Hans Hoffmann, Programme Manager der European Broadcasting Union bot eine technische, aber durchaus witzige, Einschulung für HDTV, das "kristallklare Images" ins Wohnzimmer bringt. Zu beachten sei: das "progressive" System wird in Zukunft relevanter sein als "interlaced" (hier gibt Hoffmann eine technische Richtungsweisung ab), das Label "HD Ready" sollte das Gerät, das der Konsument kaufen möchte kennzeichnen und für die Sender gilt es noch einiges in die neue Technologie zu investieren.

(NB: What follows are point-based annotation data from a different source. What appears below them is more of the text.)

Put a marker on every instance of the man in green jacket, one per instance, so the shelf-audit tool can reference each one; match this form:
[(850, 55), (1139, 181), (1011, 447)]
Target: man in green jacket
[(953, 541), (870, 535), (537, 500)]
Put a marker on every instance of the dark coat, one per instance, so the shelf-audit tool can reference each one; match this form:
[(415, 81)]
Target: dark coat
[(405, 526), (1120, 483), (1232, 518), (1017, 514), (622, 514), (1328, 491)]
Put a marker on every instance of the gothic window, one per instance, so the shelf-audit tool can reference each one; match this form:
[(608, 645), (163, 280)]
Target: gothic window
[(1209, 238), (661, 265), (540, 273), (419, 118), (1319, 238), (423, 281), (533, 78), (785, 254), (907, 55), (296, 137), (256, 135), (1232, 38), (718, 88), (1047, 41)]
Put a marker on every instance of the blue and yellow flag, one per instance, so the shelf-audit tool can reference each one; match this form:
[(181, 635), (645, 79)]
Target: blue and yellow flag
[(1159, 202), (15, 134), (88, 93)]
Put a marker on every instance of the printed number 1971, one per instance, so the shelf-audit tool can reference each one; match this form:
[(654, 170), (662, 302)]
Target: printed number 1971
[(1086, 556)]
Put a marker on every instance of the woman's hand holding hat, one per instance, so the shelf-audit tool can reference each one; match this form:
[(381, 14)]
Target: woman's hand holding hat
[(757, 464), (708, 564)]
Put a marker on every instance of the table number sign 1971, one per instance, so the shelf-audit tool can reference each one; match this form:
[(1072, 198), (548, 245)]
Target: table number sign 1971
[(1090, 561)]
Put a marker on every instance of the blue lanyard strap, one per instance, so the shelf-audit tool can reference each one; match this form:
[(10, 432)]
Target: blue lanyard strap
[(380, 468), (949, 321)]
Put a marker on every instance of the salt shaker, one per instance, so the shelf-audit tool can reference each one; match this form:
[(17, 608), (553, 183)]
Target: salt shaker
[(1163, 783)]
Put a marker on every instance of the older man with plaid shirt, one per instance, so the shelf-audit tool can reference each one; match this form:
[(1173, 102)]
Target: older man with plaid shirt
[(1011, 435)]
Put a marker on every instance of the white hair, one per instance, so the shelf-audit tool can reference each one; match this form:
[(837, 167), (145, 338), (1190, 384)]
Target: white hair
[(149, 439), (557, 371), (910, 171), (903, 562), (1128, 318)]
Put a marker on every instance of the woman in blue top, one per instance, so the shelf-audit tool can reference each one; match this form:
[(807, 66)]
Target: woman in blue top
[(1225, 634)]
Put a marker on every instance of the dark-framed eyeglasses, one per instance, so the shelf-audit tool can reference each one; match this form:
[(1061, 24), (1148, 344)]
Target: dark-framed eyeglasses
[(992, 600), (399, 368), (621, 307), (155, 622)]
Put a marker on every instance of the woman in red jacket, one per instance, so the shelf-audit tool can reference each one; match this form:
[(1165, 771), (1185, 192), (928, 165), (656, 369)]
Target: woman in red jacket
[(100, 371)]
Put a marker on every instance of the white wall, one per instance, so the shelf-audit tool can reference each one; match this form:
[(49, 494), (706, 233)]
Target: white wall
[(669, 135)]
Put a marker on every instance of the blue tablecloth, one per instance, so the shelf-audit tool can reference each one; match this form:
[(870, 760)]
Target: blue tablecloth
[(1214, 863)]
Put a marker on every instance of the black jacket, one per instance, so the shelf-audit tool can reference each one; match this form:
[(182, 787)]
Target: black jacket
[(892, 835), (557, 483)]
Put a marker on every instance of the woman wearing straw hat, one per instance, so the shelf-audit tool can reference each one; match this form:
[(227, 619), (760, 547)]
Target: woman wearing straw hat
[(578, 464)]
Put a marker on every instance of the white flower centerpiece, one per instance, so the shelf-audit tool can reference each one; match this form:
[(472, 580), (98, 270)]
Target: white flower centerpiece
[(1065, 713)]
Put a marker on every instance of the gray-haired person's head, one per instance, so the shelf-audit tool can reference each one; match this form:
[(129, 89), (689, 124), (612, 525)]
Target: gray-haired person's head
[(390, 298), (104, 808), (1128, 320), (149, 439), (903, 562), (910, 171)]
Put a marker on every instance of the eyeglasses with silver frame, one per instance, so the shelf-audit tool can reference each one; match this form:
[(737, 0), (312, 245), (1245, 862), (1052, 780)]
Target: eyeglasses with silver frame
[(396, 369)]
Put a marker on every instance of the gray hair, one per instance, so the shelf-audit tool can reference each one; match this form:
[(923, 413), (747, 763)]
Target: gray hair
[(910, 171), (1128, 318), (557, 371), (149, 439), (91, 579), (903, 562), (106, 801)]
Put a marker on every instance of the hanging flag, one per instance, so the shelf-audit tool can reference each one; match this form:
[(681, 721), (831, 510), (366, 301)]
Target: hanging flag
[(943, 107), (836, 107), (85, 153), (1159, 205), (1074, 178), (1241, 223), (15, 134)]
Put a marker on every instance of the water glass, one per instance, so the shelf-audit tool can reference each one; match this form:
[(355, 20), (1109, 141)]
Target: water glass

Zuletzt präsentierte Konrad Paul Liessmann, Universitätsprofessor für Philosophie an der Universität Wien seine Metasichtweise für Fernsehen als ein Leitmedium der Zukunft ab: "Fernsehen könnte das synthetisiernde Element sein in einer zerfallenden und fragmentierter werdenden Welt", so seine Conclusio.